- According to data from Payscale, women have 11 fewer years of compensation growth than men.
- That puts pressure on women to negotiate, Rachel Lawrence, a financial planner, said.
- Lawrence, the former head money coach at investment startup Ellevest, shared her negotiation tips.
Negotiations are usually high stakes, but for women, the stakes stretch far beyond the deal at hand.
For instance, a report from the compensation-data firm Payscale found that while men’s earnings tended to peak around 55 years old, women’s earnings peaked closer to 44.
That translates to 11 fewer years of compensation growth and wealth building, despite women having longer life expectancies on average. According to Rachel Lawrence, the former lead financial planner at the investment platform Ellevest, the mismatch often creates different career trajectories and salary curves for women, which results in less wealth building.
“The wealth gap isn’t just investments,” she said. “If you have less money to begin with, you just don’t have as much to invest, and therefore that wealth gap can grow exponentially.”
Negotiations — during the hiring process, to earn a pay raise, or to secure funding for a business — are a crucial arena where women can increase their income, which can be used to fund investments and for wealth building, Lawrence said. While there are different strategies she prescribes depending on the situation, much of her advice comes down to research and attitude.
Lawrence shared with Insider some of the approaches she recommended while at Ellevest, a company that describes itself as “built for women, by women,” for clients to get the most from their negotiations.
Research the company you’re applying to
A preliminary step in any negotiation is arming yourself with information, Lawrence said.
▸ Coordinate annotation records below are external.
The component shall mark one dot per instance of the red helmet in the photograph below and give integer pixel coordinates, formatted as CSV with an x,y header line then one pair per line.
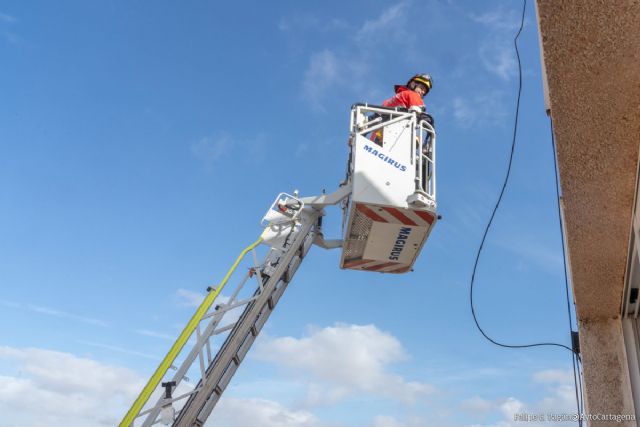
x,y
425,79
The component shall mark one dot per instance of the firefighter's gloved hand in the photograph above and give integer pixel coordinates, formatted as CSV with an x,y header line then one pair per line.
x,y
427,118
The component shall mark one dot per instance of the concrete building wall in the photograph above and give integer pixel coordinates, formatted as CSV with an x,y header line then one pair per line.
x,y
591,55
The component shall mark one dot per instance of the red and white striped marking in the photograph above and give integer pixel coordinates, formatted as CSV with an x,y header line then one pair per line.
x,y
381,266
410,217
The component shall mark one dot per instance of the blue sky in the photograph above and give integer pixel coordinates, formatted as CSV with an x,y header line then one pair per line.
x,y
142,141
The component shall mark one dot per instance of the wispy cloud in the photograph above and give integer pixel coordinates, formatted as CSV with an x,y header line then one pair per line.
x,y
8,19
189,298
118,349
480,109
559,399
323,72
389,25
154,334
212,148
52,388
233,412
348,358
388,421
351,66
496,51
48,311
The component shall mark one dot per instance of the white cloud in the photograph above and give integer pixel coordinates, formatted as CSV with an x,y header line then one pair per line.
x,y
350,358
48,311
54,389
387,421
560,399
477,405
233,412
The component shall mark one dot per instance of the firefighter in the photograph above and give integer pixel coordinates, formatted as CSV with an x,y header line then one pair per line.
x,y
410,97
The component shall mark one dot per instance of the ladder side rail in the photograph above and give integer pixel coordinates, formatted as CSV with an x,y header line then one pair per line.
x,y
217,360
188,416
179,344
429,158
263,316
211,329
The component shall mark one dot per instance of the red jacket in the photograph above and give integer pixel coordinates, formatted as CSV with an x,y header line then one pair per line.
x,y
404,97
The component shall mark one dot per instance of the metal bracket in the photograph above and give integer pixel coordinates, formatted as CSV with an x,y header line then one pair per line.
x,y
328,199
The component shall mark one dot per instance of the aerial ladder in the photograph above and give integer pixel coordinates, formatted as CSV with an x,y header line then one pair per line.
x,y
388,202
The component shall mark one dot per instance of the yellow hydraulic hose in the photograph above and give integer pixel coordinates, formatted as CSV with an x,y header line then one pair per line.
x,y
180,342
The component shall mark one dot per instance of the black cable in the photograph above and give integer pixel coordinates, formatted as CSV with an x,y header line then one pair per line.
x,y
504,185
579,401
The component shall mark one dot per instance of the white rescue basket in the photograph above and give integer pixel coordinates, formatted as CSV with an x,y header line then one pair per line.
x,y
392,207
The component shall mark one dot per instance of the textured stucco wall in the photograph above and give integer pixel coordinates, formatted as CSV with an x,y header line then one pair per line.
x,y
605,370
591,55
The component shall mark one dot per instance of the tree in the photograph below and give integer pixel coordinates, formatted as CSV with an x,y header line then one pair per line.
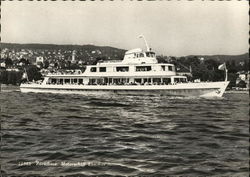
x,y
8,62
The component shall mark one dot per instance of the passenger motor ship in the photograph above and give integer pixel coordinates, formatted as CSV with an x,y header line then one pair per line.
x,y
139,73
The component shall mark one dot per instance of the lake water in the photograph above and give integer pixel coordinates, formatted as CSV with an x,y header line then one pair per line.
x,y
67,135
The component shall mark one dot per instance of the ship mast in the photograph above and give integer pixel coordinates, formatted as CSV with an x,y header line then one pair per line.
x,y
141,36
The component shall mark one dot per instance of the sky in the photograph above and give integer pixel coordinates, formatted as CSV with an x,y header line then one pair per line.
x,y
173,28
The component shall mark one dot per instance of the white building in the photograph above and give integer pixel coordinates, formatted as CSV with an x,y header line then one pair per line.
x,y
39,59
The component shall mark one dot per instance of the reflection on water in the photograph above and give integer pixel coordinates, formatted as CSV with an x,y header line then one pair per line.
x,y
58,134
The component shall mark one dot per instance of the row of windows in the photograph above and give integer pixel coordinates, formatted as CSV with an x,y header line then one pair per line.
x,y
126,68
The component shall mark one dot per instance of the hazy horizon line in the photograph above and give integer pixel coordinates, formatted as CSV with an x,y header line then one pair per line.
x,y
247,52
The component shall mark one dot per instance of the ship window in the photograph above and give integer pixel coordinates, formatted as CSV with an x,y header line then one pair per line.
x,y
67,81
102,69
143,68
80,81
166,80
156,80
53,81
138,80
75,81
93,69
122,69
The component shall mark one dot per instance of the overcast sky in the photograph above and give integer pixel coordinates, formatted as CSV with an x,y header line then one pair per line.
x,y
174,28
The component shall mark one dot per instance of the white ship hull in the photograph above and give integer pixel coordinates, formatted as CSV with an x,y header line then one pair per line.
x,y
203,89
Job candidates should use websites like LinkedIn and Glassdoor get a sense of the base salary for the job they’re applying to.
But base salary isn’t everything — in some industries, incentive compensation is more important.
“If you’re in sales, or if you’re responsible for leading a business or anything where your work directly impacts the revenue of the company, that should be a case for having incentive compensation,” Lawrence said.
For people in the startup world or at a company that is publicly traded, equity compensation is more common.
Most companies go in either direction, Lawrence said, and it should be in the job description whether employees get any equity in the company.
“As you’re applying, if you get an interview, that’s one question you can ask after going through different interview rounds,” she said.
Negotiating at a startup is different
“That can help you understand where they are” in terms of growth, she said, “because where a startup is really ends up determining the compensation package.”
In its early stage, Lawrence said, the base salary at a startup is probably going to be lower but the incentive compensation and equity compensation are higher than what newer employees will get once the startup has more employees.
“You really need to understand what equivalent startups would be offering,” she said, “if you really want to do a good job of comparing and know whether something is a good offer.”
Negotiate to fit your needs
Even though compensation packages are based primarily on the value you’ll bring a company, Lawrence advised job seekers to consider what a given offer would mean to them personally.
For instance, an offer with a lower salary but higher equity may be “amazing” for some people, she said, but another person may be a first-generation wealth builder who has to support their family and negotiate for a higher base salary and lower equity compensation.
A candidate’s personal situation “can be a driver of some of this systemic wealth gap,” Lawrence said, because it can inform how they negotiate.